Dankeschön-Abend für Flüchtlingshelfer

Saerbeck. Bemerkenswerte zweieinhalb Stunden und ein bisschen mehr Zeit nahm sich Bürgermeister Wilfried Roos am Montagabend, um Menschen zu danken, die sich in Saerbeck als Alltagslotsen, Lesepaten, Deutschlehrer und einigem mehr für Flüchtlinge einsetzen. 30 der insgesamt 70 Helfer, die die dies unter dem Dach der ökumenischen Flüchtlingshilfe oder der Deutsch-Aufbauschule tun, waren der Einladung zu einem gemütlichen Abend in das Bürgerhaus gefolgt. Und nutzten ihn gleich, um Erfahrungen auszutauschen und Kritik, Lob und Vorschläge an den Bürgermeister und den Sozialamtsleiter Jürgen Hölscher zu richten.

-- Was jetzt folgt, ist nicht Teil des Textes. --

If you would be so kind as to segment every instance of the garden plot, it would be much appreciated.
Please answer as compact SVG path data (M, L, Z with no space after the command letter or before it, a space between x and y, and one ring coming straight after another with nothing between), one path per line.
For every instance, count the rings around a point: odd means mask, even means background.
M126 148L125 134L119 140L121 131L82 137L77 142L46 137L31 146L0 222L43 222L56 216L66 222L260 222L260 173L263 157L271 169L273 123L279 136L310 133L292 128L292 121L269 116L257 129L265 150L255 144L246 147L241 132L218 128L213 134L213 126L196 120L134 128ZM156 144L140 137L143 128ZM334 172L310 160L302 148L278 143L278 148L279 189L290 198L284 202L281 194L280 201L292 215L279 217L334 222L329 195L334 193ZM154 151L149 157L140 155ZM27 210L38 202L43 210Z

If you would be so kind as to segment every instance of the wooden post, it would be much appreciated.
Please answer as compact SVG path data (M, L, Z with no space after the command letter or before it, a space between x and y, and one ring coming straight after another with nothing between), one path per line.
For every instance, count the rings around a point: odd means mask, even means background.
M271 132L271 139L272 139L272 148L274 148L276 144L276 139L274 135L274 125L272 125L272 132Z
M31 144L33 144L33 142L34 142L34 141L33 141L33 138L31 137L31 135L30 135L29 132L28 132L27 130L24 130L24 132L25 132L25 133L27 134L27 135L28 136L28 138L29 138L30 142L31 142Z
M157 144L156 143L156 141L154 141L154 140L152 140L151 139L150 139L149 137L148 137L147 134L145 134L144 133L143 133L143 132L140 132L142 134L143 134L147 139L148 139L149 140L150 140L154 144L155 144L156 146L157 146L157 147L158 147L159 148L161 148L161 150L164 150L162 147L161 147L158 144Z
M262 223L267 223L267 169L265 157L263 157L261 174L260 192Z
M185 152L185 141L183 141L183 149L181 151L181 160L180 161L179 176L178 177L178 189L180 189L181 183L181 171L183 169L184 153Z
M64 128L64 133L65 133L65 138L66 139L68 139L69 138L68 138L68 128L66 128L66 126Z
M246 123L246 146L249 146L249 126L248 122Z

„Die Menschen, die besonders 2015 und 2016 zu uns gekommen sind, kannten weder Deutschland noch unsere Lebensgewohnheiten, sprachen unsere Sprache nicht, aber sie mussten schnell in unser System integriert werden“, stellte Roos fest. Die formale Abwicklung im Rathaus hätte aber nicht sicherstellen können, dass „diese Menschen das Gefühl haben, aufgenommen zu werden“. Roos dankte auch namens der Gemeindeverwaltung und des Rats: „Das haben von Anfang an sie ehrenamtlich gemacht.“ Im Vorfeld der Einladung zum Dankeschön-Abend hätte er die Zahl der Freiwilligen deutlich unterschätzt, gestand Roos.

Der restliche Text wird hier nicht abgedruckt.